Multiple Failures Need a Generation Clock
We assumed here that Jupiter and Saturn can figure out whose log is most up to date. But things can get trickier. Let’s say Neptune accepted a request from Bob to move 40 widgets from Boston to Pune but failed before replicating it (Figure 2.13).
Figure 2.13 Leader fails before replication.
Jupiter is elected as a new leader, and accepts a request from Alice to move 30 widgets from Boston to London. But it also crashes before replicating the request to other nodes (Figure 2.14).
Figure 2.14 New leader fails before replication.
In a while, Neptune and Jupiter come back, but before they can talk, Saturn crashes. Neptune is elected as a leader. Neptune checks with itself and Jupiter for the log entries. It will see two separate requests at index 1, the one from Bob which it had accepted and the one from Alice that Jupiter has accepted. Neptune can’t tell which one it should pick (Figure 2.15).
Figure 2.15 Leader needs to resolve existing log entries.
To solve this kind of situation, we use a Generation Clock. This is a number that increments with each leadership election. It is a key requirement of Leader and Followers.
Looking at the previous scenario again, Neptune was leader for generation 1. It adds Bob’s entry in its log marking it with its generation (Figure 2.16).
Figure 2.16 Leader adds generation to log entries.
When Jupiter gets elected as a leader, it increments the generation to 2. So when it adds Alice’s entry to its log, it’s marked for generation 2 (Figure 2.17).
Figure 2.17 New leader increments generation.
Now, when Neptune is again elected as a leader, it will be for generation 3. Before it starts serving the client requests, it checks the logs of all the available nodes for entries which are not replicated on the Majority Quorum. We call these entries as “uncommitted,” as they are not yet applied to data. We will see how each node figures out which entries are incompletely replicated in a while. But once the leader knows about these entries, it completes the replication for those entries. In case of conflict, it safely picks up the entry with higher generation (Figure 2.18).
Figure 2.18 Conflicting log entries are resolved based on generation.
After selecting the entry with the latest generation, Neptune overwrites the uncommitted entry in its own log with its current generation number and replicates with Jupiter.

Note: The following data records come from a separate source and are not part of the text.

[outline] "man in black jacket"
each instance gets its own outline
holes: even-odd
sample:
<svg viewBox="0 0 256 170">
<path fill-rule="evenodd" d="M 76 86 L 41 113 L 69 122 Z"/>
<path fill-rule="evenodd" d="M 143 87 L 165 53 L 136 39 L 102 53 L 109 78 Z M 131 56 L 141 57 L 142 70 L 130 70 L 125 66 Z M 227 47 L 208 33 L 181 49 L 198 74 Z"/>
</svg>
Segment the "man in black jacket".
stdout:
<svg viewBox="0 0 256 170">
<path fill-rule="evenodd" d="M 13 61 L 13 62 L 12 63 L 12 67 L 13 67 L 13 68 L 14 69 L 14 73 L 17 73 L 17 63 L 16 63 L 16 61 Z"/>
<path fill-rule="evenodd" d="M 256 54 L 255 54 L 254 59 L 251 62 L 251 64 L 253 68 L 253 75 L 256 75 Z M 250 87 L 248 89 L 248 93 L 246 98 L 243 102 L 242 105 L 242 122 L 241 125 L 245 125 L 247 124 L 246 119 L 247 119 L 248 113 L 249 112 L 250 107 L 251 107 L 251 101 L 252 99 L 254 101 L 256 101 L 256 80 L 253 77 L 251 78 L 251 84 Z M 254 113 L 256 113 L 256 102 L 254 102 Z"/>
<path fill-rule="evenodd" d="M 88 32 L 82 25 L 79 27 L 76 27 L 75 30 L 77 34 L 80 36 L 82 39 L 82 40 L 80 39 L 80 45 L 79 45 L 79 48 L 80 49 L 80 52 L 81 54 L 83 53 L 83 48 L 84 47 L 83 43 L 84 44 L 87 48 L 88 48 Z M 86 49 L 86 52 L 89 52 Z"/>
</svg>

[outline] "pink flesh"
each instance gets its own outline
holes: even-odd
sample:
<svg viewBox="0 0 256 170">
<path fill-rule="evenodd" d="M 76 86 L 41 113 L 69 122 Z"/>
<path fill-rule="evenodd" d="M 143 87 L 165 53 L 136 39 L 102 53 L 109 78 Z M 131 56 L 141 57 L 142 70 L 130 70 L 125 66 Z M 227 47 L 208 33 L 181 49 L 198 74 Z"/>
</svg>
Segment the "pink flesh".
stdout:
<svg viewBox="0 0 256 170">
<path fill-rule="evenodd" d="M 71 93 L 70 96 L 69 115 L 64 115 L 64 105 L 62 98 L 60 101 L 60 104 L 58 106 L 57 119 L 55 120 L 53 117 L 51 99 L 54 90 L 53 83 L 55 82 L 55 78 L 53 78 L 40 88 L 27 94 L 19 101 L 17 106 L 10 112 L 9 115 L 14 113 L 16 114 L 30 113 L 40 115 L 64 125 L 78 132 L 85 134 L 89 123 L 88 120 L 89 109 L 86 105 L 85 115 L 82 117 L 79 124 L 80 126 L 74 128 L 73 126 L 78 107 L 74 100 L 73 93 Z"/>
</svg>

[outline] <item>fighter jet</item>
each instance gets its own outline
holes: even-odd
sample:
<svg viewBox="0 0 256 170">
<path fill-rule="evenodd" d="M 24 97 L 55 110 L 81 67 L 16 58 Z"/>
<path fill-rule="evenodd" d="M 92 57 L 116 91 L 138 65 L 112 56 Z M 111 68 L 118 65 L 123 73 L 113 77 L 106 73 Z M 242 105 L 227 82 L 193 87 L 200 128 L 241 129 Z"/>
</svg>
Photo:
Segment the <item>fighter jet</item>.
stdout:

Every node tracks the latest generation it knows of the leader. This is helpful in another problem that might occur, as Figure 2.19 demonstrates. When Jupiter became leader, the previous leader, Neptune, might not have crashed, but just temporarily disconnected. It might come back online and send the requests to Jupiter and Saturn. If Jupiter and Saturn have elected a new leader and accepted requests from Alice, what should they do when they suddenly start getting requests from Neptune? Generation Clock is useful in this case as well. Every request is sent to cluster nodes, along with the generation clock. So every node can always choose the requests with the higher generation and reject the ones with the lower generation.
Figure 2.19 Generation helps detecting stale requests from old leader.